MR MERKEL: The way it works, your Honour, under the Criminal Procedure Act is that, upon the filing of the charge sheet and summons, that is treated as an application to the Registrar to issue the summons and that would commence the proceeding. So under the statute what happened in the present case is that the Registrar sought to have the application reviewed by a magistrate and, before any decision was made on it, application had been made to the Attorney to consent for the purposes of subsection (1) and that consent was refused.
So the only thing that has not happened, which is the step that brings us here, is that the decision of the Attorney intercepted the decision of the Registrar. The Registrar has agreed to defer that. The Magistrates Court has agreed to defer making a decision on the charge sheet and summons lodged until the validity of the decision of the Attorney has been determined.
KIEFEL CJ: I understand that. I still do not understand how any of that brings you within subsection (3).
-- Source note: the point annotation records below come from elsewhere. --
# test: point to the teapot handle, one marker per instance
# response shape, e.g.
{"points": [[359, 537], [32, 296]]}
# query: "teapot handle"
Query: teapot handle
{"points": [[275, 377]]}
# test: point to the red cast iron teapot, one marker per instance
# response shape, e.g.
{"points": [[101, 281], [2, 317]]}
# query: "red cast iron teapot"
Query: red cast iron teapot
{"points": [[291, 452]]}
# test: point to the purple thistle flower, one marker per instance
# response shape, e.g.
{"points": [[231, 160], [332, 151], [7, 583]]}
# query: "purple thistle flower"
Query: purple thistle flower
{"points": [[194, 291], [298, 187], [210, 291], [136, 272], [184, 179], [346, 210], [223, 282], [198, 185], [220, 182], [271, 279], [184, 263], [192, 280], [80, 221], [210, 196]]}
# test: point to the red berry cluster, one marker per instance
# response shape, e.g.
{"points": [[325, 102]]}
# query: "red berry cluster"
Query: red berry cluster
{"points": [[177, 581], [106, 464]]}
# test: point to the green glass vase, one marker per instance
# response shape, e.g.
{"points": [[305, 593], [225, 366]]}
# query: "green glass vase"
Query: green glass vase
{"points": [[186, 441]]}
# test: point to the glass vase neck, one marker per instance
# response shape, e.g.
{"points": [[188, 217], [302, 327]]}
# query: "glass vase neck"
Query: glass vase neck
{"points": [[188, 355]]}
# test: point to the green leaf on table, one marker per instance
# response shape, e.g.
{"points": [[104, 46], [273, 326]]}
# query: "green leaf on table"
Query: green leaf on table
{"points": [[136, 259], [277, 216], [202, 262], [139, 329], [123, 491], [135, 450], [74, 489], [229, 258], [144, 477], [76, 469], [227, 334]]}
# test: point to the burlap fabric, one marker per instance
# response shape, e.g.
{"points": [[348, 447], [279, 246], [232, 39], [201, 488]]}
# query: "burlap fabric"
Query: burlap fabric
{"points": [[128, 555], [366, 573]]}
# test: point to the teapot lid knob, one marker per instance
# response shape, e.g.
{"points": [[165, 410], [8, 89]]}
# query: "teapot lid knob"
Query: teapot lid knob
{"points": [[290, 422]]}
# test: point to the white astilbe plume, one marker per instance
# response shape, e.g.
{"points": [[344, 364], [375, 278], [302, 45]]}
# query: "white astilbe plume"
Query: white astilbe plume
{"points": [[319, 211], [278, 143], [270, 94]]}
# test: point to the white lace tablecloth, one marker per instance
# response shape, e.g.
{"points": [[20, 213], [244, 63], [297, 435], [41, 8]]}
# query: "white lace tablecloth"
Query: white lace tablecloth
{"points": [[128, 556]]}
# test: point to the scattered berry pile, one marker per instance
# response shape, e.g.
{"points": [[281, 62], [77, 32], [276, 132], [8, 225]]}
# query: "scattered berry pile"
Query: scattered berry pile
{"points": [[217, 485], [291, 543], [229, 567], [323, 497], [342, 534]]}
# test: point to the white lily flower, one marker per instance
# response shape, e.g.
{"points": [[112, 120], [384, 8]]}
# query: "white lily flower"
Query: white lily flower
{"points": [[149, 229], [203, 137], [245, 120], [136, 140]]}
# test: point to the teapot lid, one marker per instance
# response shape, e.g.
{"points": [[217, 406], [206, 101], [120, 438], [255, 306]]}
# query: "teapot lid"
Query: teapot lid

MR MERKEL: Because we are the person who sought to commence a proceeding which would charge a person with a Division 268 crime, and that is the only way a proceeding can be commenced.
GAGELER J: So at what point within the Victorian procedure that you have invoked is a person charged?
MR MERKEL: Upon the issue of the summons to answer the charge that commences the proceeding and the person is then charged.
KIEFEL CJ: Do you accept that the person has not been charged, because you say it has been intercepted, to use your term?
MR MERKEL: Yes, your Honour. Your Honour, there is a number of statutory procedures that are similar to this, but the usual procedure where there must be a consent is there is quite often a carve‑out in terms of subsection (3). What your Honour the Chief Justice says is correct, that the person has not been charged but that is really the reason why we are here, to determine whether the reason for that person not having been charged, which is the decision of the Attorney to refuse consent, was a valid decision because that is the only step away from the mandatory requirement imposed under the Criminal Procedure Act for the summons to be issued.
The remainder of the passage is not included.